– На самом деле нет! – выкрикивает он с новой жестокостью. – В наших персиках нет червей, а, мальчики?
Снова Поквас и Ксонгис смеются, на этот раз, как нервные подростки. Они были ведомыми, и их втянули в это дело. Они пытались удержаться в границах только для того, чтобы обнаружить, что думают о немыслимых вещах.
«Ятвер… Дорогая богиня, пожалуйста…»
Ее голова зажата в тисках его рук, но каким-то образом ее взгляд находит его глаза, фиксируется на них…
Око Судии открывается.
Она ловит себя на том, что всматривается во что-то… необъяснимое.
Противоречивые страсти бушуют в ней, как если бы она всегда была любовницей скальпера, самой обреченной, самой понимающей. Ибо нет греха без слабости, нет преступления без нужды или страдания. Она видит трещины, через которые истекает кровью его младенческая природа. Трость отца, кулаки брата. Голодные марши и необходимость, чтобы им восхищались, чтобы его уважали, чтобы он мог украсть то, чего жаждет…
Она любит его и презирает. Но больше всего она боится за него.
Мимара часто задавалась вопросом, как она могла бы описать это – свое умение видеть мораль вещей, не говоря уже о жизнях. Иногда это кажется скорее делом памяти, чем зрения, как будто она видит знакомый трактат в доме друга. Сам объект ее видения кипит от значения, но все отрывки – заветные и обидные – расплывчаты. Только их сумма может быть видна, нечеткая и запутанная. Это то, что она чаще всего видит: сокращенное месиво, которое является вынесенным приговором, равновесием души, добра и зла, написанным в виде каракулей из палочек.
Но иногда, если она сосредоточивается, книга прожитой жизни распахивается перед ее глазами и сами преступления становятся видимыми – так мелькают в памяти плотские образы при взгляде на долго отсутствующего любовника.

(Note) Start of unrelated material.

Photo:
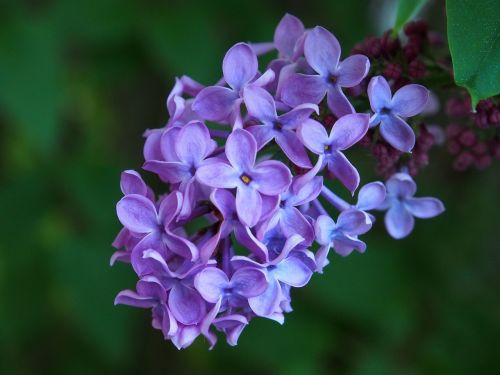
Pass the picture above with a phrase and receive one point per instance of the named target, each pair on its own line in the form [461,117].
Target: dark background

А иногда, еще реже, она видит подробности их грядущего проклятия.
Солдат смотрит свирепым взглядом, его глаза широко раскрыты в пугающей ярости. Мимара сжимает его запястье.
– Галиан… – Она слышит собственный вздох. – Еще не слишком поздно. Ты можешь спасти себя от… от…
Что-то в ее словах или манерах отвлекает его от задуманного – возможно, трель безумной искренности.
– От ада? – смеется он. – Их здесь слишком много.
Такое мучение. Сжавшиеся в комок и съежившиеся, свернувшиеся где-то за пределами обычного мира, вырванные и освежеванные, бесчисленные лепестки его души откинулись назад в криках и в сернистом пламени. Крики вплетались в вопли, боль нагромождалась на агонию.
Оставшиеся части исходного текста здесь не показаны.